Трубку на этот раз поднял мой отец, который и завладел разговором, задавая многочисленные вопросы, требовавшие исчерпывающих ответов, по возможности, как можно более детальных. Похоже, что он вовсе не собирался ни успокаивать меня, ни утешать, поскольку больше, чем кто-либо другой, переживал отъезд Микаэлы и Шиви, как если бы все мои достижения последних двух лет свелись к нулю после их отъезда. Какой-то шорох и эхо, сопровождавшие наш разговор, подсказали мне, что моя мать слушает наши речи по трубке стоящего у ее изголовья аппарата, но, к моему удивлению, она никак не обнаруживала своего присутствия. Я знал, что гнев ее был много глубже, чем у моего отца, и много более справедлив, но ее молчание стало меня тревожить, и когда я почувствовал, что разговор с отцом близится к концу, я сказал, что хочу поговорить с нею.

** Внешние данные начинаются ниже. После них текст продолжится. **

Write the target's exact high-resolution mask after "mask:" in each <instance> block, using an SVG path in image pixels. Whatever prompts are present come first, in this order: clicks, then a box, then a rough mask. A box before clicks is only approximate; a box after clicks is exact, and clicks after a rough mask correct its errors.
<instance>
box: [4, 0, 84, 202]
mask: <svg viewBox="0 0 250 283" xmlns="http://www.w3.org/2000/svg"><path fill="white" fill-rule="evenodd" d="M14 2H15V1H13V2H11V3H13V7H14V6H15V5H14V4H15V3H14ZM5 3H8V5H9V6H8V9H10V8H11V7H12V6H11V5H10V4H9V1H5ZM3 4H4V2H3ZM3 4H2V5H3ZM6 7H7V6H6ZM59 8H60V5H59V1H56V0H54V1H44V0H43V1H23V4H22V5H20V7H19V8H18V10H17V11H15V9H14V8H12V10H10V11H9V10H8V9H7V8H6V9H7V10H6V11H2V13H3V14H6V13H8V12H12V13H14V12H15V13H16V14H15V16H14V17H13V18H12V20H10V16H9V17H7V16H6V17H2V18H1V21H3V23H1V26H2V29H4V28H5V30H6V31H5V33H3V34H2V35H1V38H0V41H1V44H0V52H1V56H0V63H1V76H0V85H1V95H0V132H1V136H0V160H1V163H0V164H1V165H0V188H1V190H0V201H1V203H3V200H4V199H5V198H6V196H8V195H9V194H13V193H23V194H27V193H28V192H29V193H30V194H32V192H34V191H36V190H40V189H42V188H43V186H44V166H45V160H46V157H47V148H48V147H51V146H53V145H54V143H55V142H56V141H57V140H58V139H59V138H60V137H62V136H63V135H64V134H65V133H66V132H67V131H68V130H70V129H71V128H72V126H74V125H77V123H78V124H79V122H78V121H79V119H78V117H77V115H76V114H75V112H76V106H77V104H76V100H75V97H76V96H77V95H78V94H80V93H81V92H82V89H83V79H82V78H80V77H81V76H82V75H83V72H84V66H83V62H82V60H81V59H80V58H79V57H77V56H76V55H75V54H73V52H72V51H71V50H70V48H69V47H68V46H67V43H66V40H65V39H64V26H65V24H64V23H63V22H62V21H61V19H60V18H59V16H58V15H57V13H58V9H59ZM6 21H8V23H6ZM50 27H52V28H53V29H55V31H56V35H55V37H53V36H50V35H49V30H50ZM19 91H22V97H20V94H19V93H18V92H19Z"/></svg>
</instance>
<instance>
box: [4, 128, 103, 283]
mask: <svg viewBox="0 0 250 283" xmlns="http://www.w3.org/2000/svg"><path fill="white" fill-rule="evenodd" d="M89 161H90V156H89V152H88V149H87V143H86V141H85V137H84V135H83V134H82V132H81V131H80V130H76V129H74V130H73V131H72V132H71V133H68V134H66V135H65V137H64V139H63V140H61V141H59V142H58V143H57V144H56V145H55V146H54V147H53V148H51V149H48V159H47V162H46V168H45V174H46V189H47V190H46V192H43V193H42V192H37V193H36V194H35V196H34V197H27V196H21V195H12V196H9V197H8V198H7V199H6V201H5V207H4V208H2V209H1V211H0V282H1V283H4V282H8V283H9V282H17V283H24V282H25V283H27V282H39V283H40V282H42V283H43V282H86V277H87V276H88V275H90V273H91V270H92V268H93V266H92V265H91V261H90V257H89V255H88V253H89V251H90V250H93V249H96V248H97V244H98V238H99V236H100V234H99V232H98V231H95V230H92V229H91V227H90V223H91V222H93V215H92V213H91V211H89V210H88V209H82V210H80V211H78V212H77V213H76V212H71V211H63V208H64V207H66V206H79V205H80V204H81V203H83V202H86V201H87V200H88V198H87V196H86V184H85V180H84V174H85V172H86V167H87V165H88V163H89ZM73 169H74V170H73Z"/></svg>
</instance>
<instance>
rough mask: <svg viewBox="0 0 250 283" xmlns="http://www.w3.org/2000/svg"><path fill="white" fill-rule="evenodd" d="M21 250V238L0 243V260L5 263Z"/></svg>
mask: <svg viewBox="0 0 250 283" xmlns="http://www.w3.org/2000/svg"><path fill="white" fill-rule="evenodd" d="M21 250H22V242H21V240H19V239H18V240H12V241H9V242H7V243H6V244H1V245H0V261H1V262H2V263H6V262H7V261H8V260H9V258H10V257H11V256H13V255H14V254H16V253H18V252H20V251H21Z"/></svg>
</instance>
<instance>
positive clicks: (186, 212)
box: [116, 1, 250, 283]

Она расспрашивала меня сухо и даже холодно, интересуясь тем, откуда я звоню — из больницы или из дома. Когда я сказал ей, что мое дежурство начинается в полдень, она захотела узнать, почему в таком случае я звоню им в такую рань. Значит ли это, что я, в свою очередь, так рано проснулся, или что я вообще не мог уснуть? «И то, и это, — отвечал я. — Проснулся, едва заснув, а проснувшись… — И я честно рассказал ей о своих ночных блужданиях, добавив: — Мне кажется, что мне теперь придется привыкать снова к тому, что я один». На какое-то время молчание воцарилось уже в Иерусалиме, и я услышал, как отец опустил телефонную трубку на рычаг, как если бы он понял, что мать взяла продолжение разговора на себя. А может быть, этим он выразил в своей застенчивой и тем не менее решительной манере свое мне неодобрение, поскольку никогда раньше он не заканчивал свои разговоры со мной подобным образом. Зато голос матери сразу помягчел, как если бы она тоже поняла, что означает этот отцовский жест, и она спросила, не собираюсь ли я появиться в Иерусалиме на уикэнд. Когда я произнес «да», она попросила меня не использовать для этой цели мотоцикл, а приехать на автобусе, как если бы мое расставание с Микаэлой сделало мое существование более подверженным опасности и уязвимым. «А если тебе захочется увидеть своих друзей, ты в любую минуту можешь воспользоваться отцовской машиной», — добавила она, чтобы успокоить меня и поддержать мои намерения, после чего быстро положила трубку, словно с такого расстояния почувствовала, как на меня накатывает сон.